Аркадий Сенников протянул руку, и ее пожали. Он взглянул в глаза товарищам, и они не отвели взгляда. Почти счастливый Сенников побежал к машине.
Почуйко и Губкин попрощались с отлетающими и долго смотрели, как медленно, точно на ощупь, отрывался вертолет от земли, как он разворачивался, поблескивая в лучах взошедшего солнца. Провожая его взглядом, Губкин не ощущал наступающего одиночества. Он знал, что товарищи близко, что тайга не так уж страшна.
Один из окончивших разборку имущества связистов крикнул:
– Слышь, старшой? Лейтенанта будем ждать или приступим к работе?
Губкин встрепенулся, мгновенно оценил все, что он знал о положении на линии, и решил:
– Зачем ждать… Тяните вторую нитку в сторону восьмого поста. Там вас встретят.
Связисты ушли, и Саша сказал:
– Нужно бы порядок навести, лейтенант подойдет.
– Ты чув, шо врач сказал? – спросил Андрей.
– А что он сказал?
– А то, шо мне постельный режим трэба. Поняв? А ты меня работать заставляешь. Це как считается? И вот все вы такие – не успели в командиры вылезти – и то робы, туды сбегай.
– Но, Андрей, я же…
– Ну шо Андрей? Ну, Андрей, – привычно начал бурчать Почуйко, сердито перебирая разбросанное имущество. – Разве ж я не правду кажу? Вот мне лежать трэба. Для здоровья. А ты – прибирайся. Разве ж это правильно?
Он еще долго и сердито разносил все губкинские недостатки. Потом вдруг остановился на полуслове и, держа в руках недочищенную сковородку, мечтательно сказал:
– А все ж таки, Сашка, до чего ж здесь красиво.
Они оглянулись. Залитые утренним солнцем сопки стали как будто выше и приблизились. Уцелевшие от ветровала деревья потеряли листву, и тайга сквозила, как весной. Река уже вошла в свои берега, пожар затух, и дышалось снова легко и привольно. Снега на главном хребте горели ослепительно-белым светом.

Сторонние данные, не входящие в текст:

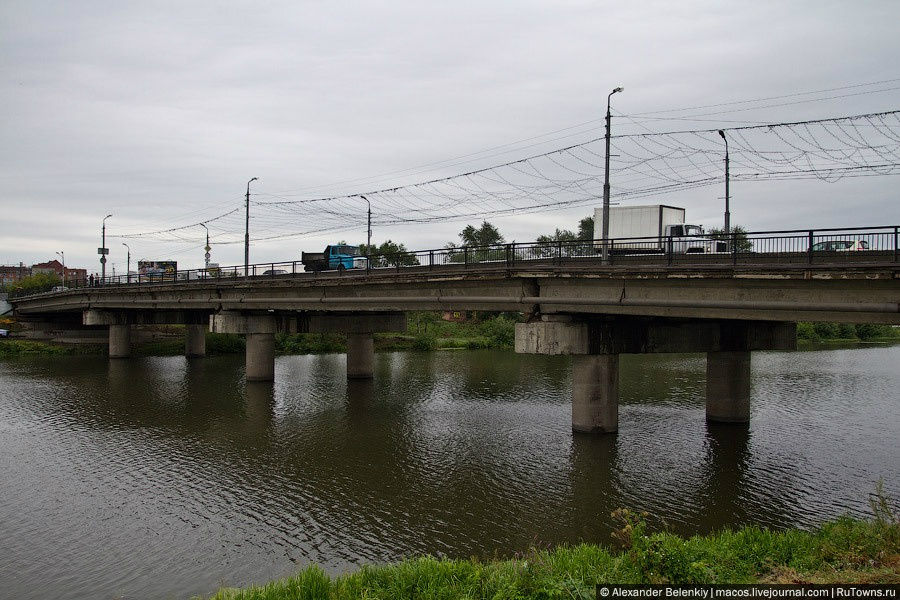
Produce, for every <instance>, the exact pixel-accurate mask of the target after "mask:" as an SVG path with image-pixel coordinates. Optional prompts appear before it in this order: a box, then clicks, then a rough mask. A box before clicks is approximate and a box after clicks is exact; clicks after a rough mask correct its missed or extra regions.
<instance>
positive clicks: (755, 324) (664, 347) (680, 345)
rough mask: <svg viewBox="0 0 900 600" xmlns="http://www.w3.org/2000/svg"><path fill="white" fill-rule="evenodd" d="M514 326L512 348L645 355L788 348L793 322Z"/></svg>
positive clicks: (578, 318) (794, 345)
mask: <svg viewBox="0 0 900 600" xmlns="http://www.w3.org/2000/svg"><path fill="white" fill-rule="evenodd" d="M578 319H579V320H576V321H573V322H565V321H561V322H552V321H551V322H543V321H541V322H532V323H517V324H516V352H519V353H525V354H648V353H663V352H720V351H728V350H794V349H795V348H796V345H797V334H796V324H794V323H778V322H771V321H735V320H704V319H658V318H657V319H653V318H645V317H606V318H592V317H590V316H585V315H580V316H579V317H578Z"/></svg>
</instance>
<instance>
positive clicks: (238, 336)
mask: <svg viewBox="0 0 900 600" xmlns="http://www.w3.org/2000/svg"><path fill="white" fill-rule="evenodd" d="M245 347H246V343H245V342H244V338H243V337H242V336H239V335H237V334H234V333H212V332H209V331H207V332H206V352H207V353H208V354H237V353H238V352H243V351H244V348H245Z"/></svg>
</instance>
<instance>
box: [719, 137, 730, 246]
mask: <svg viewBox="0 0 900 600" xmlns="http://www.w3.org/2000/svg"><path fill="white" fill-rule="evenodd" d="M719 135H721V136H722V139H723V140H725V233H726V234H727V233H728V232H730V231H731V212H730V211H729V210H728V202H729V200H730V199H731V196H730V194H729V190H728V183H729V180H730V179H731V174H730V173H729V172H728V138H727V137H725V132H724V131H723V130H721V129H720V130H719Z"/></svg>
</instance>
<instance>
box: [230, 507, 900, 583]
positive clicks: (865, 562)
mask: <svg viewBox="0 0 900 600" xmlns="http://www.w3.org/2000/svg"><path fill="white" fill-rule="evenodd" d="M616 515H617V516H618V517H619V518H620V519H621V521H622V528H621V529H620V530H618V531H616V532H615V533H614V534H613V537H614V538H615V539H616V541H617V546H616V548H615V549H608V548H605V547H601V546H596V545H587V544H582V545H578V546H572V547H559V548H556V549H553V550H532V551H530V552H528V553H526V554H524V555H522V556H518V557H516V558H514V559H510V560H497V561H487V562H482V561H478V560H474V559H471V560H450V559H441V558H433V557H421V558H415V559H410V560H406V561H404V562H402V563H398V564H395V565H388V566H380V567H371V566H370V567H363V568H362V569H360V570H359V571H356V572H354V573H350V574H347V575H342V576H339V577H329V576H328V575H327V574H326V573H325V572H324V571H322V570H321V569H320V568H318V567H315V566H311V567H307V568H306V569H304V570H302V571H300V572H299V573H298V574H296V575H294V576H292V577H289V578H286V579H282V580H279V581H274V582H272V583H269V584H267V585H264V586H259V587H250V588H246V589H233V588H232V589H222V590H220V591H219V592H218V593H217V594H216V595H215V596H213V598H215V599H216V600H226V599H238V598H240V599H244V600H276V599H285V598H292V599H293V598H309V599H313V598H316V599H318V598H323V599H324V598H329V599H351V598H353V599H356V598H367V599H382V598H383V599H385V600H387V599H399V598H410V599H412V598H416V599H439V598H440V599H450V598H485V599H487V598H491V599H500V598H510V599H512V598H516V599H519V598H545V599H550V598H560V599H562V598H569V599H571V598H594V597H595V595H594V594H595V586H596V584H598V583H801V582H808V583H900V525H898V522H897V520H896V518H894V517H893V515H891V514H890V513H889V512H883V513H881V514H880V515H879V516H878V517H877V518H875V519H872V520H860V519H853V518H849V517H845V518H841V519H838V520H835V521H831V522H828V523H825V524H824V525H822V526H821V527H820V528H818V529H816V530H814V531H799V530H789V531H780V532H775V531H770V530H767V529H760V528H757V527H745V528H743V529H740V530H738V531H723V532H720V533H715V534H711V535H704V536H695V537H691V538H683V537H679V536H676V535H673V534H670V533H650V532H648V531H647V527H646V524H645V523H644V521H643V519H642V518H641V517H640V515H636V514H634V513H630V512H628V511H617V513H616Z"/></svg>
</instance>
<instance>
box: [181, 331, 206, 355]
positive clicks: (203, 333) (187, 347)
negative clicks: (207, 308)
mask: <svg viewBox="0 0 900 600" xmlns="http://www.w3.org/2000/svg"><path fill="white" fill-rule="evenodd" d="M184 355H185V356H187V357H188V358H199V357H201V356H206V327H205V326H204V325H186V326H185V328H184Z"/></svg>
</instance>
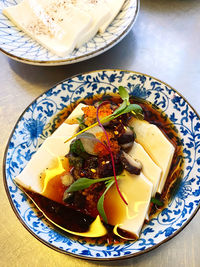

– Вот откроют ту руду, – мечтательно произнес Андрей, – построют заводы, а тут, где наш пост стоит, вырастет город. А что? Самое место! – сказал он убежденно и принялся дочищать сковородку. – Потому река рядом. В ущелье плотину отгрохают, электричество даровое, и будем мы с тобой, Сашко, до милашек на троллейбусе ездить.